More recent research is also critical of Big Data and AI. It has found that algorithms decide which children enter foster care, which patients receive medical care, and which families get access to stable housing, and most of the decisions appear to be less effective than the ones previously made by humans. Criticisms of AI are even stronger: algorithms are opinions embedded with code, the foundations of AI are riddled with errors, and achieving higher accuracies requires exponentially rising costs for training. These criticisms suggest that AI and Big Data are not yet good examples of new technologies successfully emerging in the 2010s.

Why is the slow growth in new technologies in the 2010s a problem? Because their future growth depends on the base that was established for them in the 2010s and this base is still not large. E-commerce, enterprise software, online advertising, social networking, and cloud computing now have huge markets because large bases for them were established decades ago in the 1990s and the 2000s, and as a result, they have experienced exponential growth for decades. But without a strong base of growth in the 2010s, it is unlikely the newest technologies will achieve high market sizes by 2030, and thus they cannot have a big impact on productivity by then. This is simply how exponential growth works.
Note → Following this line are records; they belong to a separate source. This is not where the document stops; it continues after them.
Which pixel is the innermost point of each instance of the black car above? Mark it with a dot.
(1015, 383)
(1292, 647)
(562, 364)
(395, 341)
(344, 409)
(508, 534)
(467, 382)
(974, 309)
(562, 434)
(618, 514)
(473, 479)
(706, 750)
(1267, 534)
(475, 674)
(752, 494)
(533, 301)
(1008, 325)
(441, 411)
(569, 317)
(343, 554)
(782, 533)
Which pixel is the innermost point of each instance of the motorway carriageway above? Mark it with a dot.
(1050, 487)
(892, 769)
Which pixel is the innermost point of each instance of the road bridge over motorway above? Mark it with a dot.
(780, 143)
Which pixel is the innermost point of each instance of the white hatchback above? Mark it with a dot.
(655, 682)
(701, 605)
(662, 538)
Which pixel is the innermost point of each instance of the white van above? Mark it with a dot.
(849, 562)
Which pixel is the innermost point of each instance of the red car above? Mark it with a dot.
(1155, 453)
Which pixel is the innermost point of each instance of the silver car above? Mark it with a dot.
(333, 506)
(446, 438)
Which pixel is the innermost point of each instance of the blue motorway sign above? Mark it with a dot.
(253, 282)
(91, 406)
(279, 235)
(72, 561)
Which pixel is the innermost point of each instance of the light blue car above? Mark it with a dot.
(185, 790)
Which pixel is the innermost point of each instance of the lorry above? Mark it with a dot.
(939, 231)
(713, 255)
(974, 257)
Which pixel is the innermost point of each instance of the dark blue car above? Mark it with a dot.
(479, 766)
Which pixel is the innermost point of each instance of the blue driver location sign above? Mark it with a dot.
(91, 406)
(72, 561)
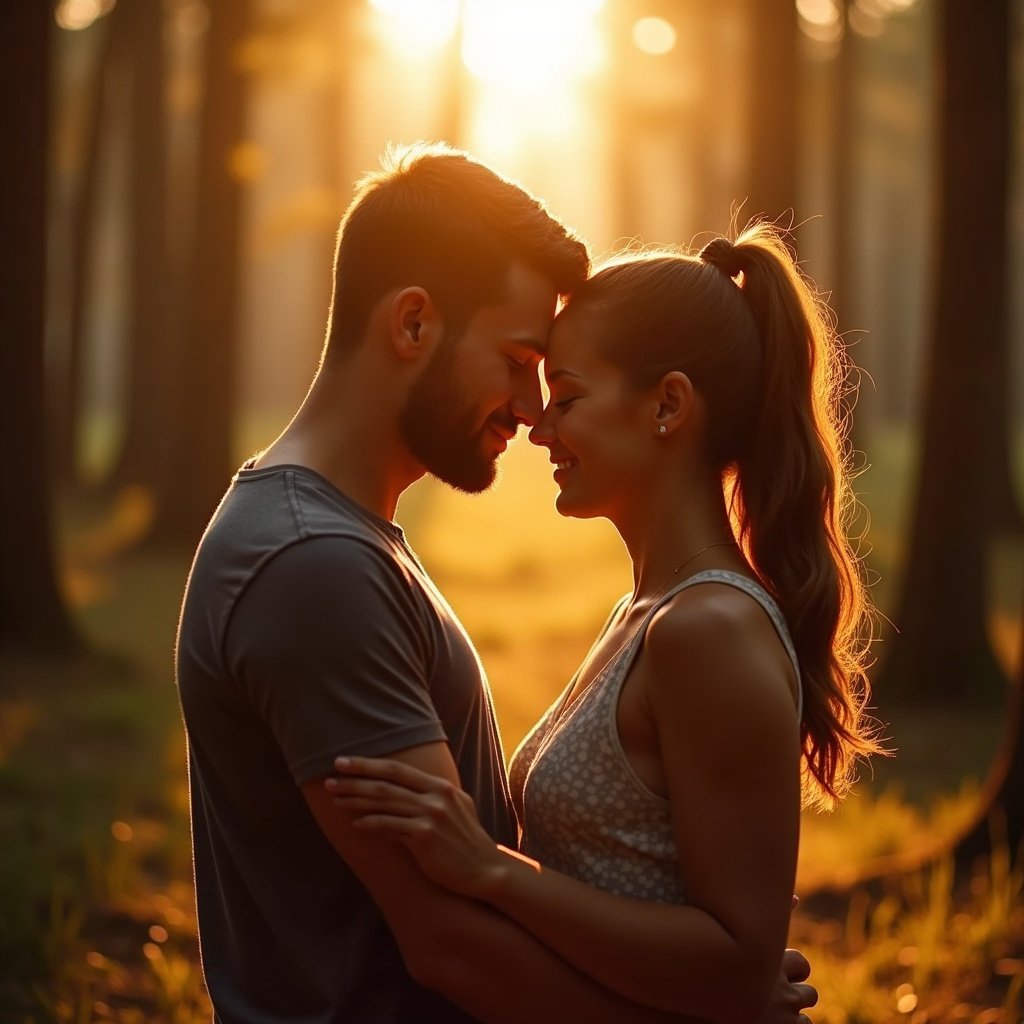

Explaining why the growth in new technologies was slow during the 2010s is a more complex and challenging question, one that must be left to other articles. The point that we wish to make here is that digital transformation has not achieved what many had expected by 2020 and thus productivity improvements will likely take much longer to emerge than technology optimists have thought they would take. If we want higher productivity growth, we need a new plan.